JUSTICE SOTOMAYOR’s dissent (hereinafter principal dissent), post, at 24–25, inexplicably refuses to recognize that THE CHIEF JUSTICE’s opinion in Baze sets out the holding of the case. In Baze, the opinion of THE CHIEF JUSTICE was joined by two other JUSTICES. JUSTICES SCALIA and THOMAS took the broader position that a method of execution is consistent with the Eighth Amendment unless it is deliberately de- signed to inflict pain. 553 U. S., at 94 (THOMAS, J. concurring in judg- ment). Thus, as explained in Marks v. United States, 430 U. S. 188, 193 (1977), THE CHIEF JUSTICE’s opinion sets out the holding of the case. It is for this reason that petitioners base their argument on the rule set out in that opinion. See Brief for Petitioners 25, 28.

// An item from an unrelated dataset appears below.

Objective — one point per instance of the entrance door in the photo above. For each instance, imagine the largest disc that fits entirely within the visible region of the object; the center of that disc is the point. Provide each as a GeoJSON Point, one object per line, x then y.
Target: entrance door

Justice Sotomayor replies:

Baze held no such thing. In the first place, the Court cites only the plurality opinion in Baze as support for its known-and-available-alternative requirement. See ibid. Even assuming that the Baze plurality set forth such a requirement—which it did not—none of the Members of the Court whose concurrences were necessary to sustain the Baze Court’s judgment articulated a similar view. See 553 U. S., at 71–77, 87 (Stevens, J., concurring in judg­ ment); id., at 94, 99–107 (THOMAS, J., concurring in judg­ ment); id., at 107–108, 113 (BREYER, J., concurring in judgment). In general, “the holding of the Court may be viewed as that position taken by those Members who concurred in the judgments on the narrowest grounds.” Marks v. United States, 430 U. S. 188, 193 (1977) (internal quotation marks omitted). And as the Court observes, ante, at 14, n. 2, the opinion of JUSTICE THOMAS, joined by JUSTICE SCALIA, took the broadest position with respect to the degree of intent that state officials must have in order to have violated the Eighth Amendment, concluding that only a method of execution deliberately designed to inflict pain, and not one simply designed with deliberate indifference to the risk of severe pain, would be un­constitutional. 553 U. S., at 94 (THOMAS, J., concurring in judgment). But this understanding of the Eighth Amendment’s intent requirement is unrelated to, and thus not any broader or narrower than, the requirement the Court now divines from Baze. Because the position that a plaintiff challenging a method of execution under the Eighth Amendment must prove the availability of an alternative means of execution did not “represent the views of a majority of the Court,” it was not the holding of the Baze Court. CTS Corp. v. Dynamics Corp. of America, 481 U. S. 69, 81 (1987).